The analysts predict that next year more favorable macroeconomic conditions necessary to meet the Maastricht criteria will develop in Lithuania, and the country will have a real opportunity to be invited to join the eurozone.
However, the analysts say that the greatest risk to euro adoption will be posed by criteria of the price stability and the government budget deficit. If Lithuania’s chances to join the euro zone were considered now, Lithuania would not meet the criteria.
DNB analysts say that if public sector spending and consumption grows too much, Lithuania’s inflation and budget deficit are at risk of not complying with the criteria next year.
The Confederation of Industrialists carried out a survey which revealed that Lithuanian entrepreneurs approve of the euro, but they disagree on the timing for the euro adoption. Eighty-four percent of 130 surveyed companies support the euro introduction in Lithuania, while 13 percent of domestic producers do not want to change the current currency - the litas. Three percent refrained from answering.

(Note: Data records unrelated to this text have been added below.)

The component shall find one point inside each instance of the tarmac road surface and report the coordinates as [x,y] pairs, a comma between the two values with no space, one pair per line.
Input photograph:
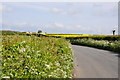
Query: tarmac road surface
[94,63]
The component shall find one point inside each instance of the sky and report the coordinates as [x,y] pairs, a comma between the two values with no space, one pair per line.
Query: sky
[60,17]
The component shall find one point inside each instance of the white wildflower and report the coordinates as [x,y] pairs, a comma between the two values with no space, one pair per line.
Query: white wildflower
[48,66]
[6,77]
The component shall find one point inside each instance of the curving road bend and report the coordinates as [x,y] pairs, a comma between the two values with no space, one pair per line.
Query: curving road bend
[94,63]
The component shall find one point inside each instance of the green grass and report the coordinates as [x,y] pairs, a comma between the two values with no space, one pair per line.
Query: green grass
[36,57]
[102,44]
[7,32]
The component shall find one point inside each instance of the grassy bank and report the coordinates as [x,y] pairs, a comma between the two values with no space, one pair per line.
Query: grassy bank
[34,57]
[112,45]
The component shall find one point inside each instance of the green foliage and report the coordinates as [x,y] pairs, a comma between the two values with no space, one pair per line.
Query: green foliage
[34,57]
[102,44]
[10,32]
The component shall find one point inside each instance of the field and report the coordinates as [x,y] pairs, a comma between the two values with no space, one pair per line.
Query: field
[41,55]
[107,43]
[36,57]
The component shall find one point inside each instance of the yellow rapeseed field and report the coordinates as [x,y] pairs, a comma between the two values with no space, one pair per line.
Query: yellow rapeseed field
[72,35]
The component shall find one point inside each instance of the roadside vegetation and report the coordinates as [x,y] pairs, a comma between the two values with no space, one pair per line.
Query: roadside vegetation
[35,57]
[107,43]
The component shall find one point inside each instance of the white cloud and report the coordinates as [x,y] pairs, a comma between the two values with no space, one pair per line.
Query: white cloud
[5,8]
[59,25]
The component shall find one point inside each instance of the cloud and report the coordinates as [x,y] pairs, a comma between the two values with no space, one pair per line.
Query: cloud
[5,8]
[59,25]
[70,11]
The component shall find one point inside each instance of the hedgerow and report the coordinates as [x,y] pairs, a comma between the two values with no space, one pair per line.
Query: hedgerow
[33,57]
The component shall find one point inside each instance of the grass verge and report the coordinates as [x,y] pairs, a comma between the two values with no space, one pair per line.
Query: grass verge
[33,57]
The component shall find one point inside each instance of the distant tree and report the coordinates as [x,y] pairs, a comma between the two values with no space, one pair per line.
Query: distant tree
[113,32]
[39,31]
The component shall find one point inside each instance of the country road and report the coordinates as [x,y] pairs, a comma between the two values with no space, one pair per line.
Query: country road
[94,63]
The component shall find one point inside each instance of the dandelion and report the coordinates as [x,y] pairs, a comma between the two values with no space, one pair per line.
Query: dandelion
[48,66]
[22,50]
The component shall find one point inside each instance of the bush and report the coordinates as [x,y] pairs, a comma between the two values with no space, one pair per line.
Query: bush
[33,57]
[102,44]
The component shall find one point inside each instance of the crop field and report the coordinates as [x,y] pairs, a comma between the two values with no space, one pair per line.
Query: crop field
[35,57]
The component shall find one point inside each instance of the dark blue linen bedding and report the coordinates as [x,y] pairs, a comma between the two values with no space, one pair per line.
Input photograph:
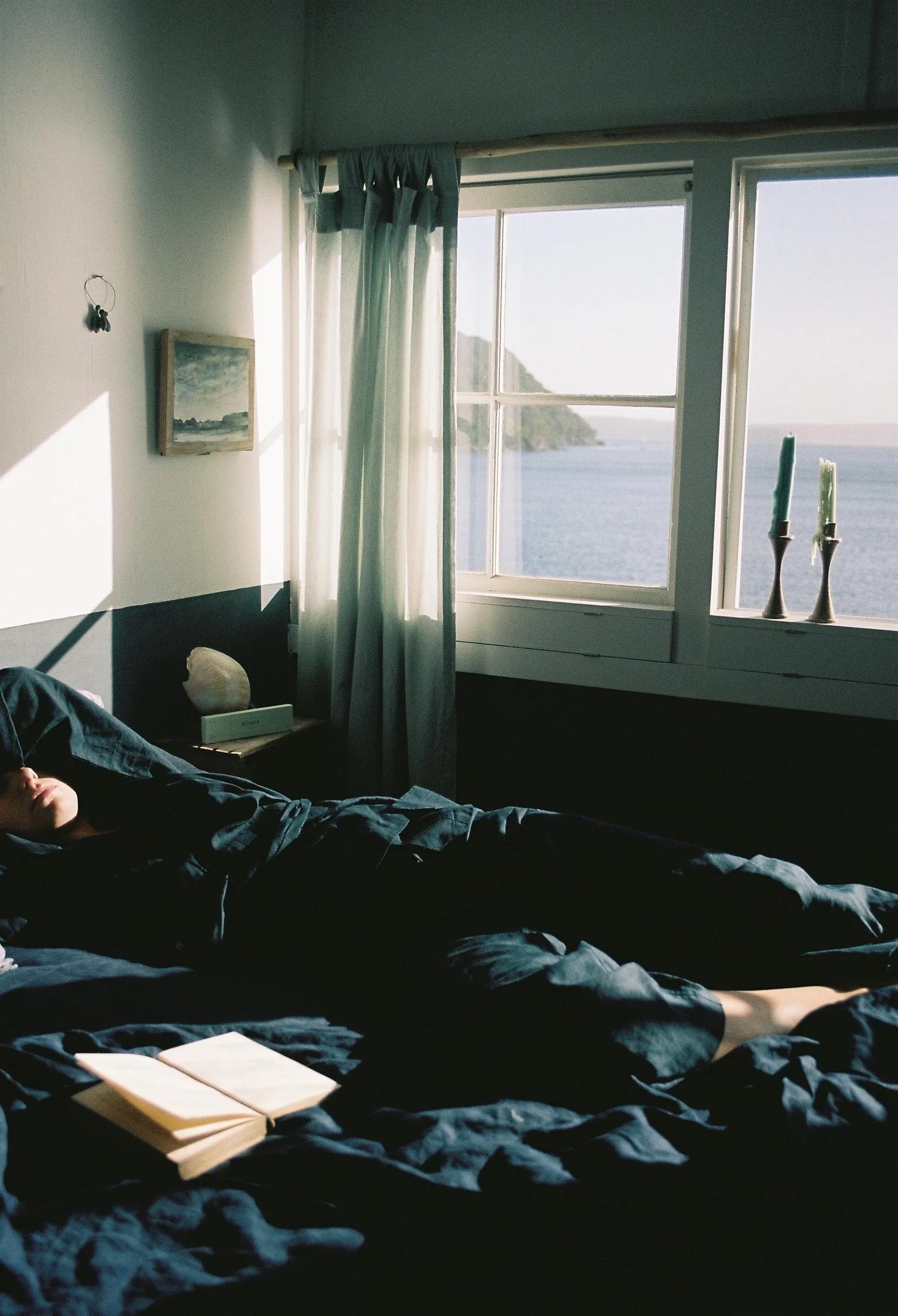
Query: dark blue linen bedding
[784,1152]
[486,1147]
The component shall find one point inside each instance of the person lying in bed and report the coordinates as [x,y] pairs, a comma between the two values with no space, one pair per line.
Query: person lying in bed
[390,909]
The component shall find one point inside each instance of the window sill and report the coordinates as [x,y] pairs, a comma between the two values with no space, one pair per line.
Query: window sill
[565,625]
[746,616]
[851,649]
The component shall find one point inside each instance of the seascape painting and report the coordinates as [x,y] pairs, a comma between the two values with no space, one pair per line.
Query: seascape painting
[206,394]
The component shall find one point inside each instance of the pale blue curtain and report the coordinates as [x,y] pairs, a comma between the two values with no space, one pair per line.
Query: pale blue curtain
[376,526]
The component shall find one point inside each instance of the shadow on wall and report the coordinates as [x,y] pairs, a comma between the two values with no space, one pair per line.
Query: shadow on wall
[135,659]
[730,777]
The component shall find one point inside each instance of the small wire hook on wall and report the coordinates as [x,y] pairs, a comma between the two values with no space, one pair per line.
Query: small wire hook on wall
[99,317]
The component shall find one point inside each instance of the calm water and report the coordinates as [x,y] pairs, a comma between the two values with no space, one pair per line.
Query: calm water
[589,513]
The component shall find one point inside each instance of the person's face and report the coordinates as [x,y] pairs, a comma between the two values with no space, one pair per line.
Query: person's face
[33,806]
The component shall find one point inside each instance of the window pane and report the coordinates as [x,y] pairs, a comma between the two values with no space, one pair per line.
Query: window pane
[593,300]
[474,301]
[823,365]
[587,492]
[472,486]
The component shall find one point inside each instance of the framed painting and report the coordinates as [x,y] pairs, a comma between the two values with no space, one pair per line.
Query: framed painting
[207,390]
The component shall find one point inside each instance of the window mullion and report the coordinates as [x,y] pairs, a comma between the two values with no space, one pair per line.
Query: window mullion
[739,390]
[495,382]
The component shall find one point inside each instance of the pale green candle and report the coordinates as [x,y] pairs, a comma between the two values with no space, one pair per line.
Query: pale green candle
[826,506]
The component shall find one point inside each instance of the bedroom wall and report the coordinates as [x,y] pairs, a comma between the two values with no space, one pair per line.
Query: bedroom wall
[473,71]
[139,140]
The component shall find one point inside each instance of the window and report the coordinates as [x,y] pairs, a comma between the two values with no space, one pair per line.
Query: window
[817,356]
[571,303]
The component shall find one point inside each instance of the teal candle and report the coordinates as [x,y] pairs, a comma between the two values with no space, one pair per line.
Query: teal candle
[783,492]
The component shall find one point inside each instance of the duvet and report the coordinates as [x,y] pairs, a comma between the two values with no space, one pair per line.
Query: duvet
[484,1148]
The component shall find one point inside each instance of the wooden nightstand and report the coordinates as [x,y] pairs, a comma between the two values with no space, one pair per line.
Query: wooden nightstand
[300,762]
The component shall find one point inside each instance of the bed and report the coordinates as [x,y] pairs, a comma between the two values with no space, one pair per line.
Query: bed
[764,1181]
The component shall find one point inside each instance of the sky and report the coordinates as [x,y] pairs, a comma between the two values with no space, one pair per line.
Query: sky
[593,299]
[211,381]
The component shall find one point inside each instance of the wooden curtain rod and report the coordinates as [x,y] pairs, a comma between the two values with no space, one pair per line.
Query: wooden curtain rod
[657,135]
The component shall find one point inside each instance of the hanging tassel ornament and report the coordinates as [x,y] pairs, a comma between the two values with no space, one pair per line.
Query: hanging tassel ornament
[99,317]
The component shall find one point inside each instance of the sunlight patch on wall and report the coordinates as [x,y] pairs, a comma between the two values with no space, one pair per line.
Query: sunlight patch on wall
[268,331]
[56,523]
[272,512]
[268,328]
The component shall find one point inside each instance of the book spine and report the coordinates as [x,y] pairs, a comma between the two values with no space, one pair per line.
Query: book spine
[253,722]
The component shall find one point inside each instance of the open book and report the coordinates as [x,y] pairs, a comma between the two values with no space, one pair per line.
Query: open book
[204,1102]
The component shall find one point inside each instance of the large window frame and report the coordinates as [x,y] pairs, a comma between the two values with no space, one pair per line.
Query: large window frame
[588,191]
[747,176]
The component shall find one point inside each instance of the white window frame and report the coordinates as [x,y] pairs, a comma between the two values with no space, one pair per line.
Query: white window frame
[661,187]
[747,176]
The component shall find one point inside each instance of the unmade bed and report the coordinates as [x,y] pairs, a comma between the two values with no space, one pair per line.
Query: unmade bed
[486,1147]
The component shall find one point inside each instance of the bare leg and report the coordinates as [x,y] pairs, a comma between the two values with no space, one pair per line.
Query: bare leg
[773,1010]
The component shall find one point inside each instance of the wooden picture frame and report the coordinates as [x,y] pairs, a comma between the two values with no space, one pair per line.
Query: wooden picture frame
[207,394]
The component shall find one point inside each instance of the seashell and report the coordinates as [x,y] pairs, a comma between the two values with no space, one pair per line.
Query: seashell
[217,683]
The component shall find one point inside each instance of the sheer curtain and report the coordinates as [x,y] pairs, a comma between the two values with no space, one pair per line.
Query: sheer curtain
[376,570]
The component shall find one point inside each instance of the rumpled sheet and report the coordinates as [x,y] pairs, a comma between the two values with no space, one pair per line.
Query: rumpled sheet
[784,1153]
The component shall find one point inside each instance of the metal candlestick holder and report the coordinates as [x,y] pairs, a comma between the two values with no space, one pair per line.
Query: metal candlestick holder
[828,545]
[776,604]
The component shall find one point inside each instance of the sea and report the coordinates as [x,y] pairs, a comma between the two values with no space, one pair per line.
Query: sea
[602,513]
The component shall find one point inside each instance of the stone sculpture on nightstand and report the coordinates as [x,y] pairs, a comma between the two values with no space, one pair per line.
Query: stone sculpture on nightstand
[217,683]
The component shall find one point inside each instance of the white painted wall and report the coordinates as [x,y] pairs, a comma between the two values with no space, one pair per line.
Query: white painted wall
[139,140]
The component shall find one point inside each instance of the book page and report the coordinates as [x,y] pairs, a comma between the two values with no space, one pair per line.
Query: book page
[257,1075]
[166,1095]
[191,1159]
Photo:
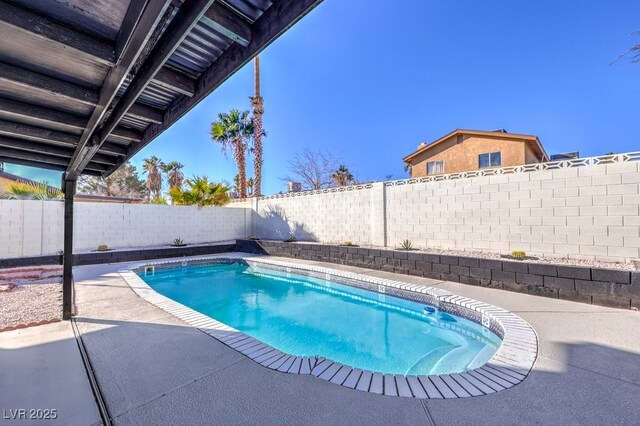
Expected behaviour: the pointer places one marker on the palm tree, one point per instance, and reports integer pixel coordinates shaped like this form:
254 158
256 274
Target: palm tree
258 132
152 166
342 176
174 173
234 130
201 192
251 186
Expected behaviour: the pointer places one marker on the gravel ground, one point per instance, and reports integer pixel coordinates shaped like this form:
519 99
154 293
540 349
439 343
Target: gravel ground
32 302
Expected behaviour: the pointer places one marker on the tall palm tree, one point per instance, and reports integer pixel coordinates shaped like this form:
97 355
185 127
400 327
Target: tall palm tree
233 130
342 176
199 191
152 166
258 131
251 187
174 173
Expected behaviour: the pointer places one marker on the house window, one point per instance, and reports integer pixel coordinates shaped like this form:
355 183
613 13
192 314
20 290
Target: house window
493 159
435 167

However, opinions differ on the date of the single currency introduction. Fifty-one percent of respondents would like to join the euro area as soon as possible - in 2015, while 45 percent want to wait for the proper time when debt storms in Europe settle down.
Analyst at the Confederation of Industrialists Aleksandras Izgorodinas thinks that the main reason why people are sceptical of the euro are worries that the adoption of the EU currency will hit the country’s economy.
Prime Minister Algirdas Butkevicius says that if Lithuania joined the eurozone, it would become more financially stable.
“This year we will be getting ready to adopt the euro because joining the single currency area would primarily mean greater financial stability. Although de facto we already have the euro, unfortunately we do not feel all the advantages of the euro area,” Butkevicius said May 4 at the 31st Congress of the Lithuanian Social Democratic Party.
According to the PM, currently 70 percent of all loans are in the euro, therefore each year due to conversion of the litas to the euro between 100 million litas - 120 million litas is lost.
“Once the euro is adopted, people and the state will be able to borrow at lower interest rates, investment will increase,” says the PM.
The Social Democrats-led government is planning to introduce the euro in 2015.